2.1. Technical Requirements and Specifications
The FRs within the RESCUER project [
27] have defined a number of technical requirements that are exploited to define the specifications of the candidate tool and allow us to select the most suitable sub-systems for this purpose, e.g., radar sensor, Single Board Computer (SBC), etc. The technical requirements are the following. The tool (i) should have a bootup time of less than 60 s (from turning on to first sensor readout), (ii) should be turned on and off by the user, (iii) could have a battery life of at least 45 minutes. Regarding these requirements, there is a need to attain a bootup time of less than 60 seconds (from turning on to the first sensor readout), as time-saving in a search-and-rescue operation is critical. Next, the tool needs to be turned on and off by the user, which is important for the FRs as it can provide data on demand, minimizing in this way the non-useful information as well as the energy consumption of the tool, which can be critical during a search and rescue operation. The battery life is required to be at least 45 minutes, which is considered sufficient for a search and rescue operation, given the fact that the batteries can last more than 45 minutes and their change with backup ones is convenient.

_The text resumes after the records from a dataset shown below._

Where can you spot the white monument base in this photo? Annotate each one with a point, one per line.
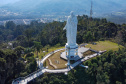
(81, 50)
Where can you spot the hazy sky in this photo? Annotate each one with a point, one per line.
(2, 2)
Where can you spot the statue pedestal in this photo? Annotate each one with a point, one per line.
(71, 51)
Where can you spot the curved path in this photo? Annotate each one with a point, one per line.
(25, 80)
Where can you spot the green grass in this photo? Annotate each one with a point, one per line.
(56, 57)
(104, 45)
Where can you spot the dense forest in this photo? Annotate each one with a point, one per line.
(17, 42)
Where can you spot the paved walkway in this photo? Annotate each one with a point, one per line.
(25, 80)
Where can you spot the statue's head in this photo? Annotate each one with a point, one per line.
(72, 13)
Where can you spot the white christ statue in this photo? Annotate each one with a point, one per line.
(71, 29)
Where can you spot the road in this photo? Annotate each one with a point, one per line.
(32, 76)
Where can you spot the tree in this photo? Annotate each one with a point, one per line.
(19, 50)
(28, 34)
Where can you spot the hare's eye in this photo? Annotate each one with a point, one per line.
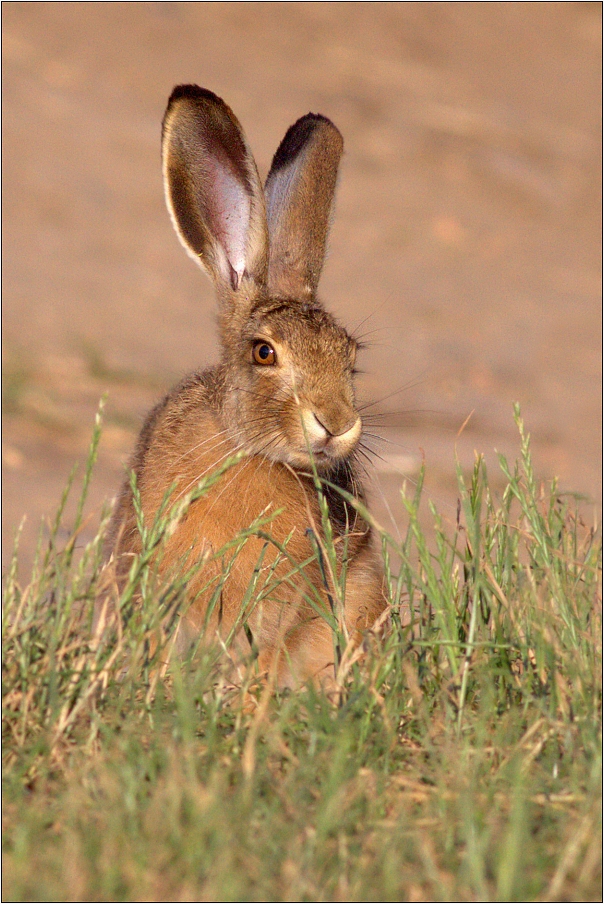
(263, 353)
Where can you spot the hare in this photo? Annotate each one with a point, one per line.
(282, 395)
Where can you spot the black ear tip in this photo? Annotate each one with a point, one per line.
(299, 134)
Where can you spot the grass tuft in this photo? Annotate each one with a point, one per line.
(463, 761)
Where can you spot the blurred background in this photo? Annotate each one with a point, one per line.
(466, 245)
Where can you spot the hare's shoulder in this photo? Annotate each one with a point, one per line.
(187, 416)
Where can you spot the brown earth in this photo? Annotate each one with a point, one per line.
(466, 240)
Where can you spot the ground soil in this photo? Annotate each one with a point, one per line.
(466, 244)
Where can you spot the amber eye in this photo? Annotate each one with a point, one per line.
(263, 353)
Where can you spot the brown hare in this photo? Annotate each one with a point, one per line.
(282, 395)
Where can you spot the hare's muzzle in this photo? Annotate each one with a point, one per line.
(331, 438)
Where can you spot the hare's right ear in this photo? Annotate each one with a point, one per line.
(213, 190)
(299, 192)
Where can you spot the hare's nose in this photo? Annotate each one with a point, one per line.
(337, 430)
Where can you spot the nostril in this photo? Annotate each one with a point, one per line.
(336, 430)
(322, 425)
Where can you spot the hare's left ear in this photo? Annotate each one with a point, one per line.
(299, 192)
(213, 190)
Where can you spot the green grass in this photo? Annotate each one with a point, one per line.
(463, 761)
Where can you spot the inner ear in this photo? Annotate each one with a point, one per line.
(212, 187)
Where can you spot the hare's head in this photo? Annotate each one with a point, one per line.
(288, 365)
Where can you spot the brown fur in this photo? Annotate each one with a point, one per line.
(265, 273)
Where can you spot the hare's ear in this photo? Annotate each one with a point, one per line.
(299, 192)
(213, 190)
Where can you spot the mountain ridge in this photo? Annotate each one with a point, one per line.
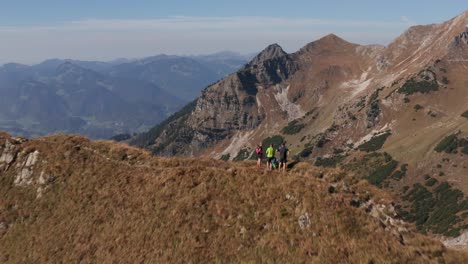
(333, 99)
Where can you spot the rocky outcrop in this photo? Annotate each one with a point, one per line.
(8, 155)
(26, 169)
(461, 39)
(223, 108)
(457, 242)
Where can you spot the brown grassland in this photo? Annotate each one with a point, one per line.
(110, 203)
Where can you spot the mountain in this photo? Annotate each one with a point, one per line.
(395, 115)
(182, 76)
(52, 97)
(66, 199)
(103, 99)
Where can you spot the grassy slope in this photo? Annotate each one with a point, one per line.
(111, 202)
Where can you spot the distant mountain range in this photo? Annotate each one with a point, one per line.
(102, 99)
(396, 116)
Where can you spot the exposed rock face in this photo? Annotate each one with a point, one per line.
(227, 106)
(460, 241)
(462, 38)
(8, 154)
(321, 87)
(25, 173)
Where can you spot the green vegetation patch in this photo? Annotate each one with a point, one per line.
(465, 114)
(225, 157)
(412, 86)
(306, 152)
(243, 154)
(418, 107)
(430, 182)
(276, 140)
(436, 211)
(292, 128)
(374, 143)
(329, 162)
(375, 167)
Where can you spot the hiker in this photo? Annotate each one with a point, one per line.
(284, 152)
(270, 155)
(259, 151)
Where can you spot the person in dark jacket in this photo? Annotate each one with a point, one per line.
(284, 153)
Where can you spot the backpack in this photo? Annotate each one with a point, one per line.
(258, 150)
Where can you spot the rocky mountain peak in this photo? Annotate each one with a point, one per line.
(328, 42)
(270, 52)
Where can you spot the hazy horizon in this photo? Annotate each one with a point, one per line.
(110, 30)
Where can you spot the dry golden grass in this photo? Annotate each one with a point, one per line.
(112, 203)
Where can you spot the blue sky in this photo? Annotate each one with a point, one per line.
(35, 30)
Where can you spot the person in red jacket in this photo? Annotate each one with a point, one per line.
(259, 151)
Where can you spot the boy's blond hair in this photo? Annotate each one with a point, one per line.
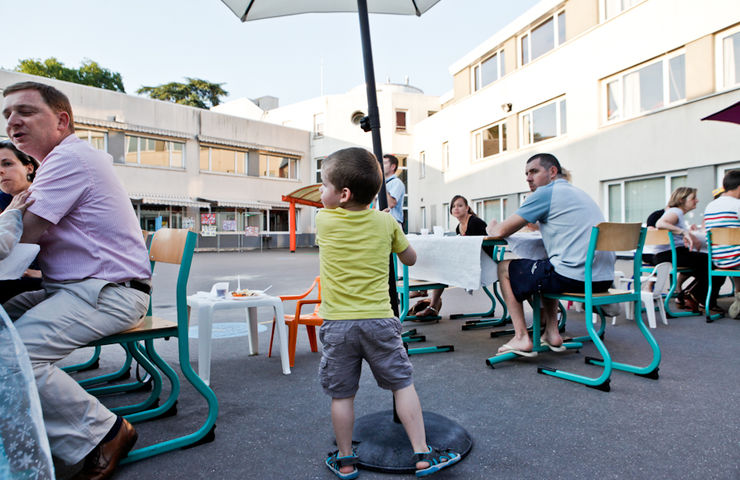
(356, 169)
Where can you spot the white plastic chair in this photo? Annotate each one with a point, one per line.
(658, 278)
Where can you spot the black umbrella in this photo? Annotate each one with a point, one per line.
(380, 440)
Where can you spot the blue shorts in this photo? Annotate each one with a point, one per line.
(539, 276)
(347, 342)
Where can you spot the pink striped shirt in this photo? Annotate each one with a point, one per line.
(94, 231)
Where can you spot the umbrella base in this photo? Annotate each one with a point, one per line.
(383, 446)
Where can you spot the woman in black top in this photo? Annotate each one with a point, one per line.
(469, 224)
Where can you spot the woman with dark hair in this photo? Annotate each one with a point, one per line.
(468, 224)
(682, 201)
(17, 171)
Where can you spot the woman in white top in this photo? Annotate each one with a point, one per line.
(682, 201)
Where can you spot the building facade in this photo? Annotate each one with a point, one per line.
(614, 88)
(185, 167)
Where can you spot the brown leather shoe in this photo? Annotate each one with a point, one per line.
(103, 460)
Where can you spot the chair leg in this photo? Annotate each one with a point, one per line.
(647, 301)
(272, 337)
(311, 330)
(292, 340)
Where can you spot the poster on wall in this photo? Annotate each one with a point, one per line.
(228, 225)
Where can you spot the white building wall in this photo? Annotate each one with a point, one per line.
(666, 140)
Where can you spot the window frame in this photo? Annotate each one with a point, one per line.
(555, 17)
(401, 128)
(476, 79)
(169, 143)
(477, 137)
(560, 123)
(665, 61)
(667, 182)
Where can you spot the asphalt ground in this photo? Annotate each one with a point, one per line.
(523, 425)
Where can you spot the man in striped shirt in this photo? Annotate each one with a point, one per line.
(724, 212)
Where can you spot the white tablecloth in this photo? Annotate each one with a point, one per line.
(459, 261)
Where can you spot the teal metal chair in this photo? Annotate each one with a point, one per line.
(604, 237)
(664, 237)
(719, 237)
(175, 247)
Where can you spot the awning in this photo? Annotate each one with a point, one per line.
(308, 195)
(174, 200)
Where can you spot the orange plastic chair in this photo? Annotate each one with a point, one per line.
(310, 320)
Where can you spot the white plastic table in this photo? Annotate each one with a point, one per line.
(206, 304)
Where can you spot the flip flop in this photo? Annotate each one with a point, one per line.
(545, 343)
(509, 349)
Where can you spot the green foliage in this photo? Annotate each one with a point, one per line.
(196, 93)
(90, 73)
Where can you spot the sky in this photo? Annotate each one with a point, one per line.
(159, 41)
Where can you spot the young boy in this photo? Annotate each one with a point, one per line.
(354, 246)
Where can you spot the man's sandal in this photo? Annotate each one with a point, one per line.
(437, 460)
(335, 463)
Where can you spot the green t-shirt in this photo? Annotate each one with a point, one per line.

To satisfy these requirements, we exploited a radar sensor, the corresponding firmware and software needed to communicate and save the data using the proper format in the computing machine, e.g., NVIDIA Jetson Nano [
30], as well as the algorithms for detecting the victim’s presence and his/her vital signs. Moreover, regarding the tool’s capabilities, it needs to operate efficiently even when large obstacles or walls between the radar and the victim are present. These walls and obstacles are expected to be built with materials that allow the penetration of signal, e.g., brick and wood (which covers the majority of domestic structures). Further, the effective range of observation can be up to 9 m, considering an unobstructed view, using a resolution of ~5 cm, which is sufficient to detect the human’s chest movement and obtain the breathing pattern. It is worth mentioning that the attainable range of observation strongly depends on the obstacle’s thickness, material, and density and is expected to be smaller when an obstacle is present compared to the free space case. Another critical capability is the collection time, which is the time that the sensor needs to collect measurements in order to deliver reliable results. In the proposed solution, this time is set to 20 seconds.
In the next
Section 2.2, we discuss the relevant tools proposed in the literature as well as the commercially available solutions, while in
Section 2.3, we present the developed method and the two datasets collected for the purposes of the current study.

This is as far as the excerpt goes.